I felt sorry for him then, which was something I guess I was never quite able to feel when he was alive. I remembered a couple of times when he actually seemed to be happy, when I was a lot younger and he’d carry me around on his shoulders. A time when one of his teams had won a championship. The time he was hired by Bartholomew Browning. A few moments like that. But he rarely smiled, unless he was laughing his bitter laugh. Maybe he’d needed antidepressants, maybe that was his problem, but I doubted it. “I didn’t understand you so well, Dad,” I said. “But I really did try.”

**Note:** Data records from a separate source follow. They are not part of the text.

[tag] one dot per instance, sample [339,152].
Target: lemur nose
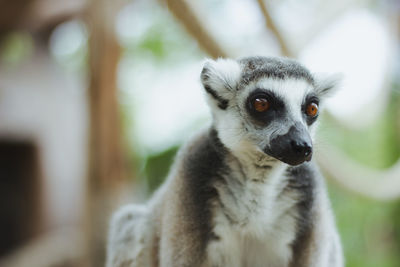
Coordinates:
[301,148]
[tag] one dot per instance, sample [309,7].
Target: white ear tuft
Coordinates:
[220,79]
[327,84]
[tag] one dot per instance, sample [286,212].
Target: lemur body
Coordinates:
[244,192]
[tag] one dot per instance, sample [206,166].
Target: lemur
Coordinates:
[244,192]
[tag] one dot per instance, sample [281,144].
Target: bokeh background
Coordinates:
[96,97]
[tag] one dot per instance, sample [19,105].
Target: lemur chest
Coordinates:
[254,230]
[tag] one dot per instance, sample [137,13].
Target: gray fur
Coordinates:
[255,68]
[226,201]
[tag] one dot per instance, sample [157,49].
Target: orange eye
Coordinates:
[312,110]
[261,104]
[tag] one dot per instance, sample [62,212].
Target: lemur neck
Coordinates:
[256,166]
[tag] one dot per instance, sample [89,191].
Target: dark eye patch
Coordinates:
[275,110]
[311,98]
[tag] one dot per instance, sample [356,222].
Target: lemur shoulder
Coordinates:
[245,192]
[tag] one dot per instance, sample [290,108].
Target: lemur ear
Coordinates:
[327,84]
[220,79]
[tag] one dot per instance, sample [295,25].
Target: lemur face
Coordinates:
[265,106]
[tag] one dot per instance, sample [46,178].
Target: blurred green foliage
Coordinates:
[15,47]
[370,230]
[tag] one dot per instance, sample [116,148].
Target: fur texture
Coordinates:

Hardly anyone showed up in the three-hour span of time. There were some buddies of mine from high school, a couple with their wives, and two college friends. Dad’s elderly Aunt Irene came for a while and said, “Your father was very lucky to have you.” She had a faint Irish brogue and wore overpowering old-lady perfume. Seth came early and stayed late, kept me company. He told Dad stories in an attempt to make me laugh, famous anecdotes about Dad’s coaching days, tales that had become legend among my friends and at Bartholomew Browning. There was the time he took a marking pen and drew a line down the middle of a kid’s face mask, a big lunk named Pelly, then all the way down his uniform to the kid’s shoes, and along the grass in a straight line across the field, even though the pen didn’t make a mark on the grass, and he said, “You run
this
way, Pelly, you get it?
This
is the way you run.”

There was the time when he called time out and he went up to a football player named Steve and grabbed his face mask and said, “Are you stupid, Steve?” Then, without waiting for Steve to reply, he yanked the mask up and down, making Steve’s head nod like a doll’s. “Yes, I am, Coach,” he said in a squeaky imitation of Steve’s voice. The rest of the team thought it was funny, and most of them laughed. “Yes, I am stupid.”

There was the day when he called time out during a hockey game and started yelling at a kid named Resnick for playing too rough. He grabbed Resnick’s hockey stick and said, “Mr. Resnick, if I ever see you spear”—and he jabbed the stick into Resnick’s stomach, which instantly made Resnick throw up—“or butt-end”—and he slammed him again in the stomach with the stick—“I will destroy you.” And Resnick vomited blood, and then had the dry heaves. Nobody laughed.